Abstract

Historical Discourse’s Truth Matrix was first posited by Michel Foucault to describe the emergence of a discourse of historical events subsequent to the cessation of war and established by the most powerful arbiters of those events. This paper adapts the implements of Foucault’s toolbox to conceptualise the dimensions of subjectivity that historical events pass through from the original event to the subsequent depictions of those events in historical writing or other media. The Corpus of Irish Historical Narratives (COIHN) is a one-million-word representative corpus of oral-history witness testimonies taken from the Bureau of Military History Archive (BMH) which depict the events surrounding the Irish struggle for independence from the lead up to the 1916 rising to the signing of the Anglo-Irish treaty in 1921. The archive provides a rich source of both historical, social and cultural data and has been the source of many publications pertaining to events of this pivotal time in Irish history.
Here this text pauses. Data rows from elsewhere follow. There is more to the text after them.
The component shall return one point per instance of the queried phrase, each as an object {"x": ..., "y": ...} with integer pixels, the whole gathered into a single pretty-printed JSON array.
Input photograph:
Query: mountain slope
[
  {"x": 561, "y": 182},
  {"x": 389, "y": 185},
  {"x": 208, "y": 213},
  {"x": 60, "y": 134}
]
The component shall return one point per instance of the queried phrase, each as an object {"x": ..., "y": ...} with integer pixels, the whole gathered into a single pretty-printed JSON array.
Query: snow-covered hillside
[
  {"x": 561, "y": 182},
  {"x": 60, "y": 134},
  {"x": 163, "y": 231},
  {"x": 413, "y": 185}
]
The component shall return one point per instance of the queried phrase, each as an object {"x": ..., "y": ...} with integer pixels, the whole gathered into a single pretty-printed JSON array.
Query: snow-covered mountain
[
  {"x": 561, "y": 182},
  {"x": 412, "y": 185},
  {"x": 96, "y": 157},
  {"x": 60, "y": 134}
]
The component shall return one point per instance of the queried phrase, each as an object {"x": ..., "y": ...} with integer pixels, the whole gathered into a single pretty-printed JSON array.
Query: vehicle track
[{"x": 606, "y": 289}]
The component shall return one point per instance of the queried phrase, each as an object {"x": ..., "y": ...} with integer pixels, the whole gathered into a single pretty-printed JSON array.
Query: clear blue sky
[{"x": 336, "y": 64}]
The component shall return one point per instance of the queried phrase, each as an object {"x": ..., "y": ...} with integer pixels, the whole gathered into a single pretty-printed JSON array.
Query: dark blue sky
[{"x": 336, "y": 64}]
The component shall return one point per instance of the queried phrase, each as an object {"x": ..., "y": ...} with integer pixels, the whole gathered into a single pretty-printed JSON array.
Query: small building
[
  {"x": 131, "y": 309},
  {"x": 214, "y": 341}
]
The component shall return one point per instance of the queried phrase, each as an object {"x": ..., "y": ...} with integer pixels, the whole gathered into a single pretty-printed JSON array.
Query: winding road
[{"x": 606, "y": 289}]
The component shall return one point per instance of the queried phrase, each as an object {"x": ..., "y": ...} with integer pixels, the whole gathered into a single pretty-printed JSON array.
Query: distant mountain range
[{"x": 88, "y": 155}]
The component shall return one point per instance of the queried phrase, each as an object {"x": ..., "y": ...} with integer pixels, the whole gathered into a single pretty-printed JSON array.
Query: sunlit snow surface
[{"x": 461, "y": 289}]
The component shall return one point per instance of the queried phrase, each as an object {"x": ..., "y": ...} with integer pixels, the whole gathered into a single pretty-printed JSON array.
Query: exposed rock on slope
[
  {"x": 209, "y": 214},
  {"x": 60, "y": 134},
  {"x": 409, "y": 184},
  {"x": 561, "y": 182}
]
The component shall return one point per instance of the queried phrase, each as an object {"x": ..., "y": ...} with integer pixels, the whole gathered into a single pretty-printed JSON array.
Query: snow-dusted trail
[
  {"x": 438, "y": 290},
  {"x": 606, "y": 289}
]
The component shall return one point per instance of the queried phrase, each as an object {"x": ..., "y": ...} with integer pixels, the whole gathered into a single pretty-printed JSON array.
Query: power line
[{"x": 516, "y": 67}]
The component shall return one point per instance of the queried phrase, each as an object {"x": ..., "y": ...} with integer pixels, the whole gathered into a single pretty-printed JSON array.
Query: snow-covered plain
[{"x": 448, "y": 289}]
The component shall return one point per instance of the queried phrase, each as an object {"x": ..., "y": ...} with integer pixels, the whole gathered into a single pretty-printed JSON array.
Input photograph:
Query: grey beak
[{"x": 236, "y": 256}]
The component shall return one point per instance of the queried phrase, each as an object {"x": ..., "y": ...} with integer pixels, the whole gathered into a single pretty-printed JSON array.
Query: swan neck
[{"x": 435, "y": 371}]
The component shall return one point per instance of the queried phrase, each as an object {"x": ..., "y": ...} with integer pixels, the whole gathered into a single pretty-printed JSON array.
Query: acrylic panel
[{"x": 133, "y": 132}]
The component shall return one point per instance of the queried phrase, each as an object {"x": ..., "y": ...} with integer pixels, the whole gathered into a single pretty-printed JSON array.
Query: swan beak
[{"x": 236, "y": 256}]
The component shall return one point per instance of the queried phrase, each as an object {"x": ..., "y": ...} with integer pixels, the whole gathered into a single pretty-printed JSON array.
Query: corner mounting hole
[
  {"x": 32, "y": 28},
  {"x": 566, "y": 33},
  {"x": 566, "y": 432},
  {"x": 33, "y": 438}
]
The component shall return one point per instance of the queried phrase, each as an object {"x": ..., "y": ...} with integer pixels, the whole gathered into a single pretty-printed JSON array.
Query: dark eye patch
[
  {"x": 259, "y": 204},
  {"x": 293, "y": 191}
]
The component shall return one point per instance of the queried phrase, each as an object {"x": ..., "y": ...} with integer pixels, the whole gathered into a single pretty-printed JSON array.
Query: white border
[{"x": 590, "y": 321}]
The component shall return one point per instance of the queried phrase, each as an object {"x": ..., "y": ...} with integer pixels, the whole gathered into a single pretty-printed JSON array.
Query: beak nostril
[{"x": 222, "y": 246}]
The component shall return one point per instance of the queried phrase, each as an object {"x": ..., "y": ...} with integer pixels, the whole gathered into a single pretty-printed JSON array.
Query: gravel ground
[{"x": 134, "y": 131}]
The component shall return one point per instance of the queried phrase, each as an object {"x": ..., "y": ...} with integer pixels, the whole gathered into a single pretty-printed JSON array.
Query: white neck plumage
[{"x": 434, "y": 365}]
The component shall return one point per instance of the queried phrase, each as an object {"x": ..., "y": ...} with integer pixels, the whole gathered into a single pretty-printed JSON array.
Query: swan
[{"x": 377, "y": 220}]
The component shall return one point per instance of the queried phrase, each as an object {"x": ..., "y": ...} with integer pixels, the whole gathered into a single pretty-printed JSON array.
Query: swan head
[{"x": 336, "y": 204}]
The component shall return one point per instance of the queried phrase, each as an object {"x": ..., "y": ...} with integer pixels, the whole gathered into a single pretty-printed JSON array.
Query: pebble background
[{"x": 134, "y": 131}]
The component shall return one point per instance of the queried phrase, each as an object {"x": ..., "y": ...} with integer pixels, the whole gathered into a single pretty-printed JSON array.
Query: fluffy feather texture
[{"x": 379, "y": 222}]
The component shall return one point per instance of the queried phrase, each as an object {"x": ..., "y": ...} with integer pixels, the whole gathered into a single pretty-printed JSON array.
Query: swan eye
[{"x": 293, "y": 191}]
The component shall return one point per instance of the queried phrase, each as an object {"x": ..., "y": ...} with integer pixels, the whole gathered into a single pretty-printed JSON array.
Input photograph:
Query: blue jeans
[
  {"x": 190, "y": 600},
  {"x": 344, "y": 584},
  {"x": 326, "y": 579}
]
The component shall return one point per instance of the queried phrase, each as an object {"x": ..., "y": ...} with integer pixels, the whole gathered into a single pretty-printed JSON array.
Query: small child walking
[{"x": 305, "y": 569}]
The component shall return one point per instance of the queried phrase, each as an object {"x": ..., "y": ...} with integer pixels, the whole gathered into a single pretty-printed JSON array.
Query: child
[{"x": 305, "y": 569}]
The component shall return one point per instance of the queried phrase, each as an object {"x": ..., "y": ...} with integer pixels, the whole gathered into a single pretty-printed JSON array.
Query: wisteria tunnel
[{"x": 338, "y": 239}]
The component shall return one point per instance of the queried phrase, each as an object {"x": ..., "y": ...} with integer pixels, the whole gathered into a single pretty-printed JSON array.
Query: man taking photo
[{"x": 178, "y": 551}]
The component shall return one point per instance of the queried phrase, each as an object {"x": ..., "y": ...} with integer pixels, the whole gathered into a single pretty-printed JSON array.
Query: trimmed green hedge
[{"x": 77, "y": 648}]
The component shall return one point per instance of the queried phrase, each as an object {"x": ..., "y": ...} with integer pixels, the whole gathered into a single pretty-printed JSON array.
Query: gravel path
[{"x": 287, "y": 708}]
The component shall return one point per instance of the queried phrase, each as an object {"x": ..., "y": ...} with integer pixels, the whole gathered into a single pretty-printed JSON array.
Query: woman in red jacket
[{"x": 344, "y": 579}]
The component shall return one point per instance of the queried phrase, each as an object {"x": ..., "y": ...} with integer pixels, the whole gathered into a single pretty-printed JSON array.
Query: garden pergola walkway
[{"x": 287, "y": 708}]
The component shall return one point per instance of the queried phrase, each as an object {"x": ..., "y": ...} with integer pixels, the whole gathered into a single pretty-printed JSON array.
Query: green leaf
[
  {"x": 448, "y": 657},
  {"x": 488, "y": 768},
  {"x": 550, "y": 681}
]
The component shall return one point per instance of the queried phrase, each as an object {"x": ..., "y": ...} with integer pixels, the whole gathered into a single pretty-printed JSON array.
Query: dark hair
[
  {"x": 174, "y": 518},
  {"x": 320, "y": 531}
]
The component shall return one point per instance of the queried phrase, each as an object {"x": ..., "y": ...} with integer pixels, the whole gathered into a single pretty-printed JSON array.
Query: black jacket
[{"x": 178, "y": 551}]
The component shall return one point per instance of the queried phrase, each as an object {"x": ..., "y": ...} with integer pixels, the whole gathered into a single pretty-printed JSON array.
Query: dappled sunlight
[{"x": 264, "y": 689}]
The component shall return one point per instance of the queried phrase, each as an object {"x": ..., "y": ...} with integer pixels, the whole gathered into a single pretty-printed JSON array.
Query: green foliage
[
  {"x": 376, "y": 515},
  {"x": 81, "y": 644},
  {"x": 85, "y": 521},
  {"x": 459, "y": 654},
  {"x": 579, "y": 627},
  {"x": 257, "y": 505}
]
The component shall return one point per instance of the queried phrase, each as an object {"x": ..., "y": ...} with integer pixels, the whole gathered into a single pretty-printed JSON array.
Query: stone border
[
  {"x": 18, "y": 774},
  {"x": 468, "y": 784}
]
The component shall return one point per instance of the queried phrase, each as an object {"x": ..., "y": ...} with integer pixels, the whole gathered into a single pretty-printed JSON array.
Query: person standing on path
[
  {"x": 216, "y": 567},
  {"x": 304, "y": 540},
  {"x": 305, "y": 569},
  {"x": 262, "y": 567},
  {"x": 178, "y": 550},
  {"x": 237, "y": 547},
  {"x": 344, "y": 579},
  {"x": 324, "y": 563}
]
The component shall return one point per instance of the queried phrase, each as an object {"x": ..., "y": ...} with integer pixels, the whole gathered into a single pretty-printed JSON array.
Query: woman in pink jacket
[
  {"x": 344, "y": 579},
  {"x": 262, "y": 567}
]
This study takes a hybrid corpus-driven and corpus-based approach to the analysis of epistemic modality in these statements through hedged expressions using mental process verbs and, in doing so, offers a framework for the analysis of a core dimension of historical discourse’s truth matrix. The notion of ‘paradoxical authority’ is proposed, stating that the authority of a witness is boosted rather than mitigated by expressing weak commitment to the truth of a proposition.